We have provided an example data set and steps to identify the 20-nearest neighbors in R.
$CLAMMS_DIR/data/example_qcs.Rdata
The following code assumes that a data frame has been constructed with sample IDs in the first column and raw QC metrics in the subsequent columns, with one sample per row. It also requires the FNN
package described above.
# This code requires the FNN (Fast Nearest Neighbors) R package (http://cran.r-project.org/package=FNN)
require(FNN)
# Load the example data set into data frame 'example.qcs'
load("example_qcs.Rdata")
# Create a scaled copy of the data frame
example.qcs.scaled <- example.qcs
for (i in 2:ncol(example.qcs.scaled)) {
mini <- min(example.qcs.scaled[,i])
maxi <- max(example.qcs.scaled[,i])
example.qcs.scaled[,i] <- apply(example.qcs.scaled, 1, function(row) {
row[[i]] <- (as.numeric(row[[i]]) - mini) / (maxi - mini)
} )
}
# Get k-nearest neighbors for each sample
k.param <- 20
knns <- get.knn(example.qcs.scaled[,c(seq(2,ncol(example.qcs.scaled)))],k=k.param,algorithm="kd_tree")
# Generate a single file for each sample listing its k-nearest neighbor sample IDs
for (i in 1:nrow(example.qcs.scaled)) {
fname <- paste(example.qcs.scaled$SAMPLE[i], ".", k.param, "nns.txt", sep="")
nn.sampleids <- example.qcs.scaled$SAMPLE[ knns$nn.index[i,] ]
write.table(nn.sampleids, fname, quote=F, row.names=F, col.names=F)
}
A single file will be generated for each sample with a list of its k-nearest neighbor sample IDs (with filenames <sampleID>.<k>nn.txt
). Mapping this list to a list of normalized coverage BED files will produce the input required for the fit_models command (see sections "Training the Statistical Models" and "Calling CNVs using the selected reference panels").

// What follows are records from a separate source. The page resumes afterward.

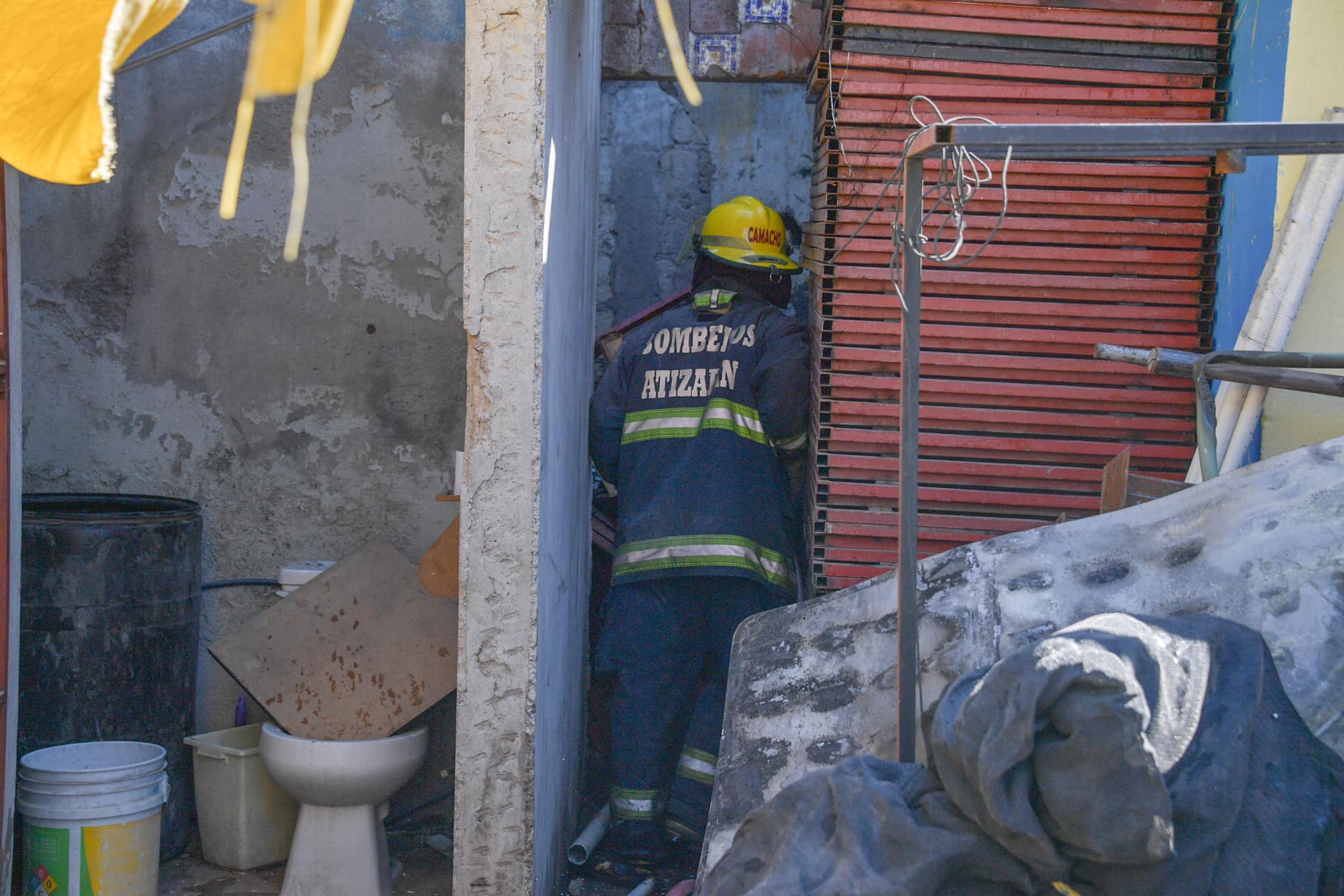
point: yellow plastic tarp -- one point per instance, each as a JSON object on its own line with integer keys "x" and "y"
{"x": 57, "y": 62}
{"x": 295, "y": 43}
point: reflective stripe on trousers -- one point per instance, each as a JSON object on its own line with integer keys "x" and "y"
{"x": 635, "y": 804}
{"x": 704, "y": 550}
{"x": 698, "y": 766}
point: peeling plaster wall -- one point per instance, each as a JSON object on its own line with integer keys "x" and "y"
{"x": 501, "y": 278}
{"x": 306, "y": 406}
{"x": 665, "y": 163}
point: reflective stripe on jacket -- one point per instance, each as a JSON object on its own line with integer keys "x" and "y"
{"x": 691, "y": 424}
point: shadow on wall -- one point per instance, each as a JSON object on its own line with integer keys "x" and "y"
{"x": 664, "y": 164}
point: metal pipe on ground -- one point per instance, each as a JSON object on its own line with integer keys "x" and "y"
{"x": 1169, "y": 361}
{"x": 592, "y": 836}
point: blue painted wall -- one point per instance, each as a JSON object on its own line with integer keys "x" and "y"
{"x": 1255, "y": 93}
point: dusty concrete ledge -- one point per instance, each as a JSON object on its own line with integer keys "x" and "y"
{"x": 1263, "y": 546}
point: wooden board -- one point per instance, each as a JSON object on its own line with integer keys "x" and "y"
{"x": 438, "y": 566}
{"x": 354, "y": 655}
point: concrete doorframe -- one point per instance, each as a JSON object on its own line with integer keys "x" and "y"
{"x": 530, "y": 229}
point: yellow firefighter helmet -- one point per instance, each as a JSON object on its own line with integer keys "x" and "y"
{"x": 745, "y": 233}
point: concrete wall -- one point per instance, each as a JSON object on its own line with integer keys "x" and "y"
{"x": 505, "y": 165}
{"x": 308, "y": 405}
{"x": 1313, "y": 81}
{"x": 665, "y": 163}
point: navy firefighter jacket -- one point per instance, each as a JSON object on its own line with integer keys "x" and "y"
{"x": 694, "y": 424}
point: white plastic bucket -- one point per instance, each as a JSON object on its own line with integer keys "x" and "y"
{"x": 91, "y": 819}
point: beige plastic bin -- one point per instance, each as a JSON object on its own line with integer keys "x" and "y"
{"x": 245, "y": 820}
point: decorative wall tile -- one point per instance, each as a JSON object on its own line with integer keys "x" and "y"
{"x": 772, "y": 11}
{"x": 715, "y": 50}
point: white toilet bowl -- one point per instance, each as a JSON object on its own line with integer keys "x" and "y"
{"x": 342, "y": 786}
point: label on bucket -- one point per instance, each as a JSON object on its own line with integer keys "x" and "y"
{"x": 105, "y": 860}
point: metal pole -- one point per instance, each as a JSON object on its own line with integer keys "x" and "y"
{"x": 131, "y": 65}
{"x": 908, "y": 615}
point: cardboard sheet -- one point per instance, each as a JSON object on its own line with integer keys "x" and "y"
{"x": 354, "y": 655}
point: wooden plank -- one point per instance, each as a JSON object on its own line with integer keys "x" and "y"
{"x": 1114, "y": 481}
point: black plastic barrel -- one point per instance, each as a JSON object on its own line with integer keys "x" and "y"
{"x": 109, "y": 619}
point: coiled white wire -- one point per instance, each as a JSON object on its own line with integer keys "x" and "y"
{"x": 961, "y": 174}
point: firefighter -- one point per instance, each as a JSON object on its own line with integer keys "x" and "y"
{"x": 701, "y": 424}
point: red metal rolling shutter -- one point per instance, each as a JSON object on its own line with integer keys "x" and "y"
{"x": 1017, "y": 419}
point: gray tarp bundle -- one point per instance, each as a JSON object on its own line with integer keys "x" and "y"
{"x": 1120, "y": 755}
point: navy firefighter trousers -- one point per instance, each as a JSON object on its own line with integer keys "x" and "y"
{"x": 668, "y": 642}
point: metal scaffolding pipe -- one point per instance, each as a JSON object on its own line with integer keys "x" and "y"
{"x": 592, "y": 836}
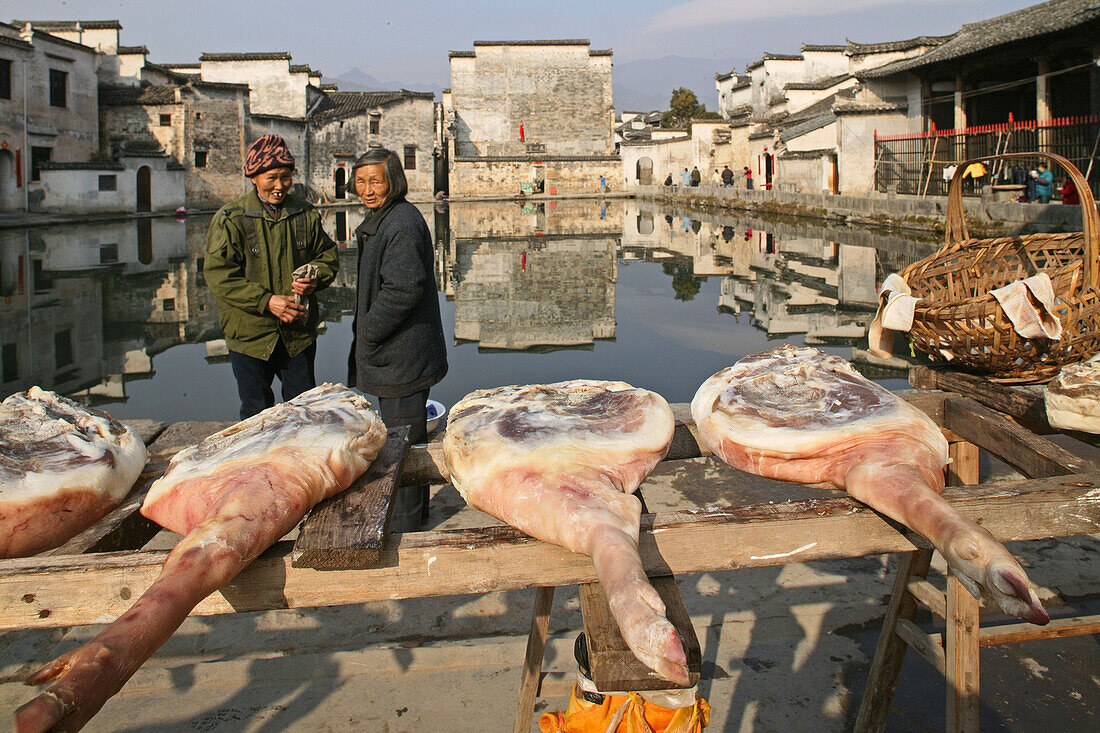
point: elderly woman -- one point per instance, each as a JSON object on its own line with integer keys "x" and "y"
{"x": 265, "y": 256}
{"x": 398, "y": 351}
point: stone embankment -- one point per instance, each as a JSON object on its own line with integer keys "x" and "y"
{"x": 985, "y": 217}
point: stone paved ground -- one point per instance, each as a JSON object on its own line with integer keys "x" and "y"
{"x": 784, "y": 648}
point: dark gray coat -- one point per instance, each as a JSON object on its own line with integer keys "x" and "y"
{"x": 399, "y": 347}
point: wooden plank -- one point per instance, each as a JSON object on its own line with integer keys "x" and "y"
{"x": 345, "y": 532}
{"x": 532, "y": 659}
{"x": 931, "y": 597}
{"x": 612, "y": 664}
{"x": 890, "y": 651}
{"x": 1023, "y": 404}
{"x": 1020, "y": 404}
{"x": 963, "y": 659}
{"x": 926, "y": 645}
{"x": 1015, "y": 633}
{"x": 85, "y": 589}
{"x": 1030, "y": 453}
{"x": 425, "y": 462}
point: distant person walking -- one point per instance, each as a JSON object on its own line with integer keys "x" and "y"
{"x": 1069, "y": 194}
{"x": 265, "y": 256}
{"x": 1044, "y": 184}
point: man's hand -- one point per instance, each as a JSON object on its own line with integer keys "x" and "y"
{"x": 284, "y": 308}
{"x": 304, "y": 286}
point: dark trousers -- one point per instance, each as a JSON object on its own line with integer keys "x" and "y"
{"x": 410, "y": 503}
{"x": 254, "y": 376}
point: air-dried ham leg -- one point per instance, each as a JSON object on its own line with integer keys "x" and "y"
{"x": 232, "y": 495}
{"x": 62, "y": 468}
{"x": 798, "y": 414}
{"x": 561, "y": 462}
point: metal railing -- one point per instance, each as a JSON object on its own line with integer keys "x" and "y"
{"x": 915, "y": 163}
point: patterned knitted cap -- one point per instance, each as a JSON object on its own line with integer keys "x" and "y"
{"x": 266, "y": 153}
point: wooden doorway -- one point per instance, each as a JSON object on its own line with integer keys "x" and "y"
{"x": 144, "y": 188}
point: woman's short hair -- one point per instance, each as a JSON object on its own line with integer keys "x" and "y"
{"x": 395, "y": 176}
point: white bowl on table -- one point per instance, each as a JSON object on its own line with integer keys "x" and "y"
{"x": 436, "y": 412}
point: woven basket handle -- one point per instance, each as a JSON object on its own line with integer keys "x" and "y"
{"x": 956, "y": 220}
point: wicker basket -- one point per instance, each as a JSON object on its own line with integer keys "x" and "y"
{"x": 958, "y": 316}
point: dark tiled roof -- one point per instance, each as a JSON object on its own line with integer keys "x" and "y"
{"x": 164, "y": 94}
{"x": 339, "y": 105}
{"x": 552, "y": 42}
{"x": 1044, "y": 19}
{"x": 853, "y": 107}
{"x": 821, "y": 84}
{"x": 167, "y": 72}
{"x": 908, "y": 44}
{"x": 273, "y": 55}
{"x": 15, "y": 43}
{"x": 81, "y": 166}
{"x": 806, "y": 127}
{"x": 72, "y": 25}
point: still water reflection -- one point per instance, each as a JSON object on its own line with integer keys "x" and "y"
{"x": 118, "y": 314}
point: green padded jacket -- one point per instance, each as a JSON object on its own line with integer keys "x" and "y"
{"x": 250, "y": 258}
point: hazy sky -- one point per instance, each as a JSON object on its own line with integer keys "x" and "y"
{"x": 408, "y": 40}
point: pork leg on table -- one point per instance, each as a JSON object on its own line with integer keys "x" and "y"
{"x": 798, "y": 414}
{"x": 561, "y": 462}
{"x": 232, "y": 496}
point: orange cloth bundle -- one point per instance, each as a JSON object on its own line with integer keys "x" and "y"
{"x": 630, "y": 711}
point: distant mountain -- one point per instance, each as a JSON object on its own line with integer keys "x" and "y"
{"x": 647, "y": 84}
{"x": 640, "y": 85}
{"x": 356, "y": 79}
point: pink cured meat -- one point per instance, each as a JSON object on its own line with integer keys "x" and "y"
{"x": 63, "y": 467}
{"x": 232, "y": 495}
{"x": 561, "y": 462}
{"x": 798, "y": 414}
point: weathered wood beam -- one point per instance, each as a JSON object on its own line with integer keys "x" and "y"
{"x": 87, "y": 589}
{"x": 347, "y": 531}
{"x": 1033, "y": 456}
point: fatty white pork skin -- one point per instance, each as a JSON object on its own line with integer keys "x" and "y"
{"x": 561, "y": 462}
{"x": 63, "y": 467}
{"x": 798, "y": 414}
{"x": 232, "y": 495}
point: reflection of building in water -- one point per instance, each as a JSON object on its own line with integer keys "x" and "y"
{"x": 534, "y": 275}
{"x": 86, "y": 308}
{"x": 822, "y": 284}
{"x": 540, "y": 293}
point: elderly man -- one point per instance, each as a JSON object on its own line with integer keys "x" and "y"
{"x": 265, "y": 256}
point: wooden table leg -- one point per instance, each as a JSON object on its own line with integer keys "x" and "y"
{"x": 963, "y": 664}
{"x": 890, "y": 651}
{"x": 532, "y": 660}
{"x": 963, "y": 620}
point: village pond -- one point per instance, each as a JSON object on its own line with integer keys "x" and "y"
{"x": 118, "y": 316}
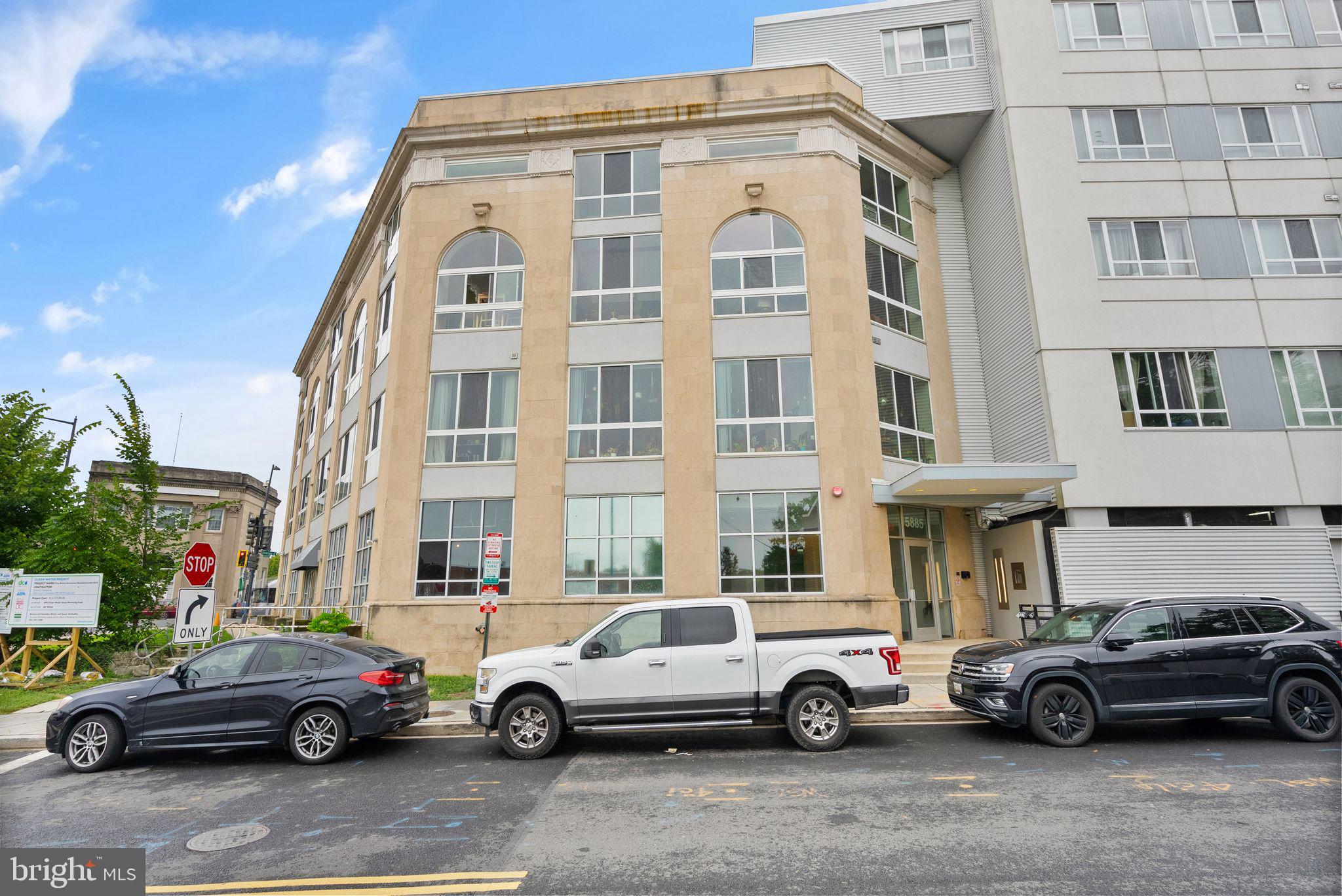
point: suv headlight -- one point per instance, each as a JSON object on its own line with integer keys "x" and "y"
{"x": 482, "y": 679}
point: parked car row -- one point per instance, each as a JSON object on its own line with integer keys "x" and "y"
{"x": 700, "y": 663}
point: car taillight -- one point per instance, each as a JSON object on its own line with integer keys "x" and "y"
{"x": 891, "y": 655}
{"x": 383, "y": 678}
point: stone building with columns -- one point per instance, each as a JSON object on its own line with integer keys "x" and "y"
{"x": 670, "y": 337}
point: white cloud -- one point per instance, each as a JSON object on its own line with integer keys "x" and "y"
{"x": 123, "y": 364}
{"x": 60, "y": 317}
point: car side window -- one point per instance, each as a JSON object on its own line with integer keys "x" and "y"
{"x": 1208, "y": 622}
{"x": 1152, "y": 624}
{"x": 631, "y": 633}
{"x": 1273, "y": 619}
{"x": 708, "y": 625}
{"x": 280, "y": 658}
{"x": 221, "y": 662}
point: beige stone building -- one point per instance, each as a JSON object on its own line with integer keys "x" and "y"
{"x": 677, "y": 336}
{"x": 193, "y": 493}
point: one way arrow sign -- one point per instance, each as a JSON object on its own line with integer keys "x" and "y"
{"x": 195, "y": 616}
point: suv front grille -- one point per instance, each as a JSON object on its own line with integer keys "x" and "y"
{"x": 974, "y": 671}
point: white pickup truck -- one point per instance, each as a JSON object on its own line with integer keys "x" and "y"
{"x": 686, "y": 664}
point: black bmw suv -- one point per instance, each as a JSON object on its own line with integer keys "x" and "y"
{"x": 1168, "y": 658}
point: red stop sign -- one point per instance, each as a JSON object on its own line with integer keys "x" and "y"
{"x": 199, "y": 564}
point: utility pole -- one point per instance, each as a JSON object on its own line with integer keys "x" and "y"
{"x": 257, "y": 541}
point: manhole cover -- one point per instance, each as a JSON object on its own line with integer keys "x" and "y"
{"x": 227, "y": 837}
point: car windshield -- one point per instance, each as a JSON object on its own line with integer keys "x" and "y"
{"x": 1074, "y": 627}
{"x": 571, "y": 640}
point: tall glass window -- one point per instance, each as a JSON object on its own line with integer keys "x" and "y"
{"x": 764, "y": 405}
{"x": 759, "y": 267}
{"x": 480, "y": 284}
{"x": 471, "y": 417}
{"x": 451, "y": 546}
{"x": 769, "y": 544}
{"x": 615, "y": 411}
{"x": 613, "y": 545}
{"x": 1159, "y": 389}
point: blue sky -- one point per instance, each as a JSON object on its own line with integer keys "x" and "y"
{"x": 179, "y": 180}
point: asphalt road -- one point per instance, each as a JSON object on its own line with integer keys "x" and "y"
{"x": 1145, "y": 808}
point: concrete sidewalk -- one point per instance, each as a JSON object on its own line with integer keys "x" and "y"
{"x": 26, "y": 729}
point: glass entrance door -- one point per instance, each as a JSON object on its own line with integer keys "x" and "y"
{"x": 923, "y": 593}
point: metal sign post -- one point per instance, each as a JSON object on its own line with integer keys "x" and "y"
{"x": 490, "y": 584}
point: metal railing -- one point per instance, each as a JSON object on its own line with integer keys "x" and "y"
{"x": 1033, "y": 614}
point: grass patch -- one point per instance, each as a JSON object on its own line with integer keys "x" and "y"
{"x": 14, "y": 699}
{"x": 450, "y": 687}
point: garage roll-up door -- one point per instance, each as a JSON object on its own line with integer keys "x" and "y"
{"x": 1292, "y": 563}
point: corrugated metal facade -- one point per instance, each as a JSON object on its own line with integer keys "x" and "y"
{"x": 1292, "y": 563}
{"x": 853, "y": 42}
{"x": 1005, "y": 330}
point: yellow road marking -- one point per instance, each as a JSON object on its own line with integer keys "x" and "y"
{"x": 325, "y": 882}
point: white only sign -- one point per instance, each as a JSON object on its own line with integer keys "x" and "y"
{"x": 7, "y": 577}
{"x": 65, "y": 601}
{"x": 195, "y": 616}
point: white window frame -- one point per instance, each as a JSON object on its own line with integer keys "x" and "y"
{"x": 1284, "y": 368}
{"x": 385, "y": 303}
{"x": 488, "y": 166}
{"x": 890, "y": 45}
{"x": 755, "y": 577}
{"x": 924, "y": 441}
{"x": 1200, "y": 413}
{"x": 576, "y": 585}
{"x": 1069, "y": 39}
{"x": 613, "y": 200}
{"x": 1302, "y": 117}
{"x": 355, "y": 357}
{"x": 1261, "y": 263}
{"x": 765, "y": 297}
{"x": 780, "y": 420}
{"x": 728, "y": 148}
{"x": 1211, "y": 39}
{"x": 908, "y": 312}
{"x": 609, "y": 295}
{"x": 494, "y": 376}
{"x": 334, "y": 567}
{"x": 1147, "y": 269}
{"x": 505, "y": 582}
{"x": 630, "y": 426}
{"x": 874, "y": 210}
{"x": 1084, "y": 130}
{"x": 1326, "y": 18}
{"x": 345, "y": 463}
{"x": 510, "y": 313}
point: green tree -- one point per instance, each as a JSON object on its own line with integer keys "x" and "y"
{"x": 116, "y": 529}
{"x": 34, "y": 481}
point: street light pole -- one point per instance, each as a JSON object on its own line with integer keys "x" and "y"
{"x": 256, "y": 545}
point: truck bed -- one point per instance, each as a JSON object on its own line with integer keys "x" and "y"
{"x": 809, "y": 633}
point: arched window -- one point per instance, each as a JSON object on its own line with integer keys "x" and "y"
{"x": 759, "y": 267}
{"x": 480, "y": 284}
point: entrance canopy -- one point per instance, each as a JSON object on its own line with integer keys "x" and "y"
{"x": 972, "y": 485}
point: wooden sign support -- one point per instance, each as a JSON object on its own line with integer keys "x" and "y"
{"x": 70, "y": 652}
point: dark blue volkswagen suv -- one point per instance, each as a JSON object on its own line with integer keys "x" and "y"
{"x": 312, "y": 692}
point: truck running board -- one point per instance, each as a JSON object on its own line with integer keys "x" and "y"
{"x": 649, "y": 726}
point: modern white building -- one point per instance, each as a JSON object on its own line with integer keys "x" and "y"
{"x": 1142, "y": 265}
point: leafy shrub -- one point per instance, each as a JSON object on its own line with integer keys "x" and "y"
{"x": 330, "y": 623}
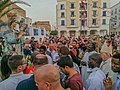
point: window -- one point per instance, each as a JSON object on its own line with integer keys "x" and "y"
{"x": 94, "y": 4}
{"x": 72, "y": 14}
{"x": 115, "y": 18}
{"x": 81, "y": 6}
{"x": 62, "y": 22}
{"x": 94, "y": 13}
{"x": 104, "y": 13}
{"x": 115, "y": 11}
{"x": 72, "y": 22}
{"x": 85, "y": 5}
{"x": 35, "y": 32}
{"x": 62, "y": 14}
{"x": 62, "y": 7}
{"x": 72, "y": 5}
{"x": 94, "y": 21}
{"x": 104, "y": 22}
{"x": 104, "y": 5}
{"x": 112, "y": 13}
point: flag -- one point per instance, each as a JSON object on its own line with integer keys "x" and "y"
{"x": 83, "y": 6}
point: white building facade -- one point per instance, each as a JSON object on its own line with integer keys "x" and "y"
{"x": 73, "y": 20}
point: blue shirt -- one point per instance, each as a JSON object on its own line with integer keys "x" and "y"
{"x": 95, "y": 80}
{"x": 12, "y": 82}
{"x": 118, "y": 82}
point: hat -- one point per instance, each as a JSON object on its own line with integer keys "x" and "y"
{"x": 1, "y": 38}
{"x": 106, "y": 49}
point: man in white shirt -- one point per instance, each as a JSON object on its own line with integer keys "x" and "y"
{"x": 95, "y": 79}
{"x": 17, "y": 64}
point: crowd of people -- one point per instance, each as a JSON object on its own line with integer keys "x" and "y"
{"x": 62, "y": 63}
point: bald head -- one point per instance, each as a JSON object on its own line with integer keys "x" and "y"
{"x": 39, "y": 60}
{"x": 47, "y": 78}
{"x": 49, "y": 73}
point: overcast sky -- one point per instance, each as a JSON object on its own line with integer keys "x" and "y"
{"x": 45, "y": 9}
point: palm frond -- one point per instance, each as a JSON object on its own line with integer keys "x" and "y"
{"x": 4, "y": 13}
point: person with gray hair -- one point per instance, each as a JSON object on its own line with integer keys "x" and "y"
{"x": 95, "y": 79}
{"x": 47, "y": 78}
{"x": 17, "y": 64}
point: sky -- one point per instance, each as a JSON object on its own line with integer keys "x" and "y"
{"x": 45, "y": 10}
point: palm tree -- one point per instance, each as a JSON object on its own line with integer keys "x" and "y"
{"x": 4, "y": 4}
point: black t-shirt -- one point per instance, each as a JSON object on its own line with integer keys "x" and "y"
{"x": 28, "y": 84}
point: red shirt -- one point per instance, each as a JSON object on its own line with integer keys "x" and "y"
{"x": 74, "y": 82}
{"x": 28, "y": 70}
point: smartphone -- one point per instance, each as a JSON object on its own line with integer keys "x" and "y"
{"x": 107, "y": 74}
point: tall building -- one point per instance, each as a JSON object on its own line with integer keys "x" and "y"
{"x": 115, "y": 19}
{"x": 87, "y": 17}
{"x": 43, "y": 25}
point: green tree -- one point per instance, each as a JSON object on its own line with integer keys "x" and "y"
{"x": 4, "y": 4}
{"x": 54, "y": 32}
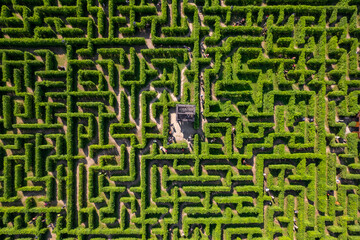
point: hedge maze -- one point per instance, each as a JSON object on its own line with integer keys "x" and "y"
{"x": 89, "y": 148}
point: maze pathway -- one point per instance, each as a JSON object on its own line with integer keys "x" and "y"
{"x": 89, "y": 143}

sed 's/$/.norm.cov.bed/' <sampleID>.<k>nn.txt > <sampleID>.ref.panel.files.txt
To see how well the k-nearest neighbors fit for each sample, we compute the distance of each sample to the mean of the cluster corresponding to its k-nearest neighbors, then plot the cumulative distribution of this metric over all samples. This should help to identify if there are outlier samples that do not have a good reference panel.
# To check how well each sample's kNNs fit, compute the distance to its kNN cluster mean
example.qcs.scaled$DistanceToClusterMean <- sapply(1:nrow(example.qcs.scaled), function(x) {
this.knns <- knns$nn.index[x,];
center <- colMeans(example.qcs.scaled[this.knns, 2:ncol(example.qcs.scaled)]);
return(as.numeric(dist(rbind(as.numeric(example.qcs.scaled[x, 2:ncol(example.qcs.scaled)]), as.numeric(center)))))
})
# Plot distance distribution
plot(ecdf(example.qcs.scaled$DistanceToClusterMean))
# make a master list of the name, norm.cov.bed filepath, and sex of every sample
ls *.norm.cov.bed | while read FILE;
do
SAMPLE=`echo "$FILE" | cut -d '.' -f 1`
echo -e -n "$SAMPLE\t$FILE\t"
grep "^Y" $FILE | awk '{ x += $4; n++; } END { if (x/n >= 0.1) print "M"; else print "F"; }'
done >sample.file.sex.txt
# call CNVs (should take ~1 minute/sample)
# you can run this parallel if you put the inner part of the loop
# in a shell script and run it using xargs as shown in previous examples
ls *.norm.cov.bed | cut -d '.' -f 1 | while read SAMPLE;
do
SEX=`echo "$SAMPLE" | join - sample.file.sex.txt | tr ' ' '\t' | cut -f 3`
join $SAMPLE.100nns.txt sample.file.sex.txt | tr ' ' '\t' | cut -f 2- >$SAMPLE.ref.panel.txt
$CLAMMS_DIR/fit_models $SAMPLE.ref.panel.txt windows.bed >$SAMPLE.models.bed
$CLAMMS_DIR/call_cnv $SAMPLE.norm.cov.bed $SAMPLE.models.bed --sex $SEX >$SAMPLE.cnv.bed
done
To alter the sensitivity/specificity profile of CLAMMS CNV calls, modify the call_cnv --cnv_rate
parameter. The default (3.0e-8) is tuned for specificity, but can be increased to improve sensitivity (particularly for small CNVs) at the cost of an increased FDR.
First, install the R packages dplyr
and ggplot2
.
Then, for a sample $SAMPLE
, run the following command:
$CLAMMS_DIR/plot_cnv.sh $SAMPLE.cnv.txt $SAMPLE.normalized.coverage.bed $SAMPLE.models.bed
This script will create a directory clamms_cnv_plots/$SAMPLE/
with PNG images visualizing each CNV called for the sample. An example output image is shown in Section 8 of the Supplementary Materials.